The United States is home to more millionaires than any other country. According to one recent report, there are 5,220,000 millionaire households in the U.S. — almost five times the number in China and 10 times the number in the U.K.
So while it’s rare, it’s not impossible to break into the elusive 1%. But what do they know that the other 99% don’t?
There’s one key investing concept millionaires have mastered, according to Brent Fykes, a senior investment partner at GenSpring:
They know when to stop being greedy.
Most average investors “tend to want to dabble in the stock market and buy the latest hot stock like Facebook or Apple,” Fykes told Bankrate.com.
But wealthy investors “by nature are less risky because they’ve created a nest egg and don’t need it to grow at incredible rates,” he says. “They just want to stay rich.
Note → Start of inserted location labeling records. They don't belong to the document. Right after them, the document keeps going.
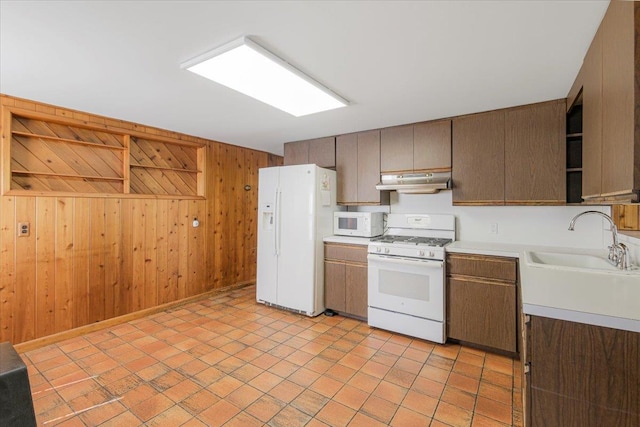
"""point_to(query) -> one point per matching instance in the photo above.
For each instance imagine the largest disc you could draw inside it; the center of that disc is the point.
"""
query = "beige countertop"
(350, 240)
(603, 298)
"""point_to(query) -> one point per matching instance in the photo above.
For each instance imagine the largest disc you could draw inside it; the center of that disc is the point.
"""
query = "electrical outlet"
(23, 229)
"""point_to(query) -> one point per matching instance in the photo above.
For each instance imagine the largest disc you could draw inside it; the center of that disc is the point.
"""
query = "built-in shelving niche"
(50, 154)
(574, 153)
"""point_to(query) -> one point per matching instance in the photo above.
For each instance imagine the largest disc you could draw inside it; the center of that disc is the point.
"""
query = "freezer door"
(267, 273)
(297, 240)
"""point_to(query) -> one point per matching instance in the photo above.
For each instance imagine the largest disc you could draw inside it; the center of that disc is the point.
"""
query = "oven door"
(407, 285)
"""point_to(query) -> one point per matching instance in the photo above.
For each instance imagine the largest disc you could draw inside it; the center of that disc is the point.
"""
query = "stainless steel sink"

On the whole, the 99% is in the get rich mode.”
And that’s where we get tripped up — going after what’s inevitably too good to be true, not playing it safe, and overreacting to the market.
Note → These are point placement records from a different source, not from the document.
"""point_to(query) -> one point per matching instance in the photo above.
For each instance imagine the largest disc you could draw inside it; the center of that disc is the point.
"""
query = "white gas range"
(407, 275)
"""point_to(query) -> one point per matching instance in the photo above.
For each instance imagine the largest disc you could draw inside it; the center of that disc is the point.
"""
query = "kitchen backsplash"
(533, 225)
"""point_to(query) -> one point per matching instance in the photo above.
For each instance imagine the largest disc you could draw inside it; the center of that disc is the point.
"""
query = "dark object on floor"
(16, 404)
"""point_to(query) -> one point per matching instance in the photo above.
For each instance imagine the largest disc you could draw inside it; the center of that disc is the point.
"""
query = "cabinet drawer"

This passage from Investopedia drives the point home:
Perhaps the No. 1 killer of investment return is your emotions. The axiom that fear and greed rule the market is true. Do not let fear or greed overtake you. Focus on the bigger picture. Stock market returns may deviate wildly over a shorter time frame, but over the long term, historical returns for large cap stocks can average 10% to 11%. Realise that, over a long time horizon, your portfolio’s returns should not deviate much from those averages. In fact, you may benefit from the irrational decisions of other investors.